The increased poaching and illegal trade are the result of China's decision to make an investment drive into Africa to obtain the mineral and energy resources it needs to fuel its economic growth. Milliken comments,
"We've reached a point in Africa's history where there are more Asian nationals on the continent than ever before. They have contacts with the end-use market and now they are at the source in Africa. This is all adding up to an unprecedented assault on elephants and other wildlife.".
He concedes it is possible that some of the ivory getting into illegal markets could be coming from African government stockpiles from old seizures.
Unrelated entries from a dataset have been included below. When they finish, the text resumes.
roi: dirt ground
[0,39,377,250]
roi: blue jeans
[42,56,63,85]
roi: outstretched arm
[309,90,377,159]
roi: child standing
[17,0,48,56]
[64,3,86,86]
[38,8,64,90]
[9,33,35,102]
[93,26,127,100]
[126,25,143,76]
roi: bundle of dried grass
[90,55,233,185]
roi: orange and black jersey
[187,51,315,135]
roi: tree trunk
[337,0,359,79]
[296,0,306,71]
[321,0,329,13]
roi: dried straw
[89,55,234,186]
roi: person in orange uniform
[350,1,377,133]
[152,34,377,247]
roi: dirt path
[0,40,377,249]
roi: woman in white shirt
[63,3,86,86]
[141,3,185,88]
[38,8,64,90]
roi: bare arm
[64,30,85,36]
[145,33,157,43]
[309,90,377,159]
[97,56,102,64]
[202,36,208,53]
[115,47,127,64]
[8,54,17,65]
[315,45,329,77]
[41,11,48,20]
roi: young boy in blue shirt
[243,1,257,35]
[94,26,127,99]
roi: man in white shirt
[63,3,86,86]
But Milliken points out that trade figures and wildlife monitors show a rise in elephant killings. Most of the kilings he notes are occurring in the Congo, but poaching is also going on in Zimbabwe, Zambia, northern Mozambique, Tanzania and Kenya.
In 1989, a global ban placed on the ivory trade was credited with stemming the unstoppable slaughter of African elephants in Africa's central region. Since then, African governments have sanctioned occasional auctions from its stockpiles.
It's believed Africa's elephant population varies widely from 400,000 to 700,000. Some southern African states like Botswana have large and growing populations and in South Africa burgeoning elephant populations are raising concerns that they are damaging the environment.